Главная » Каталог »
Опухолевая клеточная линия
Клеточная линия злокачественных опухолей печени мышей, индуцированных инактивацией онкосупрессоров p53, pten, rb1, axin1.
Мышиная модель ранних этапов канцерогенеза разработана в рамках аванпроекта «Онега-А» при финансировании ФПИ.
Характеристика
первичных злокачественных опухолей печени после введение мышам C57Bl/6 генетических конструкций с временной экспрессией Cas9 и гидовых РНК против онкосупрессоров p53, PTEN, RB1, Axin1
- Гепатоцеллюлярный рак
- Формирование опухолей на 3 месяц после инъекции генетической конструкции
- Образование метастазов в лёгких в 10% случаев
- Высокое сходство с гепатоцеллюлярной карциномой человека по морфологии и клиническому течению



Стратегия индукции канцерогенеза у мышей de novo
Инактивация онкосупрессоров → в норме (без мутаций) эти гены защищают от роста опухолей
Онкосупрессоры:
- Trp53 - (мут.) в опухолях печени как и во многих других встречаются чаще, чем в каких-либо других генах, в 30% случаев
- PTEN - (мут.) входит в двадцатку наиболее часто мутирующих генов при гепатоцеллюлярной карциноме
- Rb1 - мутирован в 5,1 % всех случаев рака
- Axin1 - мутирован в 10% опухолей при гепатоцеллюлярной карциноме
Схема создания клеточных линий злокачественных опухолей мышей, индуцированных геномным редактированием онкогенов и онкосупрессоров in vivo
Наработка векторов
- Генетические вектора на основе плазмиды PX459 содержат U6 промотор, последовательность гидовой РНК, направленной на гены онкосупрессоры и последовательность белка-нукеазы Cas9, необходимой для внесения драйверных мутация для онкогенеза.
- На клеточной линии NIH/3T3, методом секвенирования по Сенгеру, проверена эффективность всех разработанных вариантов для инактивации онкосупрессоров – все четыре конструкции «выключают» целевые гены Trp53, PTEN, Rb1, Axin1.
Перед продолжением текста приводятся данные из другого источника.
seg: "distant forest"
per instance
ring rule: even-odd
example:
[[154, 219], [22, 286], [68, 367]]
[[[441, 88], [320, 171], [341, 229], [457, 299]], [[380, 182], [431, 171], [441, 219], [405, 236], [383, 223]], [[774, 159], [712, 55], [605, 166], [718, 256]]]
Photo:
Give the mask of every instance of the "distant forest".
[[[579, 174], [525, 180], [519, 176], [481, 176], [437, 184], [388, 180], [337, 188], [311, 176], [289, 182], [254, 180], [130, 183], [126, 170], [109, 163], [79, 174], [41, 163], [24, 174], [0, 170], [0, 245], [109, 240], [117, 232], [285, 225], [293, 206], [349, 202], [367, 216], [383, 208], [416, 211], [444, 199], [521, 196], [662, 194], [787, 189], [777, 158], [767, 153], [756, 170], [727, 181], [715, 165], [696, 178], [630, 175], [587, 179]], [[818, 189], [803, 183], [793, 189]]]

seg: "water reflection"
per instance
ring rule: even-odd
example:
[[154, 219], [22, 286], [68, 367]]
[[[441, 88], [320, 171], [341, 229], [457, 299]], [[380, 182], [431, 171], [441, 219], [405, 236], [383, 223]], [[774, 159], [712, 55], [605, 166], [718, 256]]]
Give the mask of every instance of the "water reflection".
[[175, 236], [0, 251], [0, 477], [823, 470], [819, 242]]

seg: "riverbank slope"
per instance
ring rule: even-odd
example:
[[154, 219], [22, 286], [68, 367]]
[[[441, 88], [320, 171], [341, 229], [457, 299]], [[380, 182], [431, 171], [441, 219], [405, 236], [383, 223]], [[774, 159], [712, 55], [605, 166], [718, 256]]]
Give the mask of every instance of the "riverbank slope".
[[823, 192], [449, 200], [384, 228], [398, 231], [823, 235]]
Введение векторов для изменения генома
- Гидродинамическая инъекция в хвостовую вену — метод доставки растворов генетических конструкций взрослым мышам. Он заключается в быстром (за 4-8 секунд) введении большого объема жидкости, равного ~10% веса животного.
- Раствор, движущийся против кровотока, в основном попадает в печень. Это вызывает временную сердечную недостаточность и повышение давления, что приводит к повреждению гепатоцитов (набухание органелл, образование вакуолей). Образование вакуолей свидетельствует о активном поглощении клетками введенного материала.
- Несмотря на масштабное воздействие, метод малотоксичен: лишь около 5% гепатоцитов подвергаются некрозу или апоптозу.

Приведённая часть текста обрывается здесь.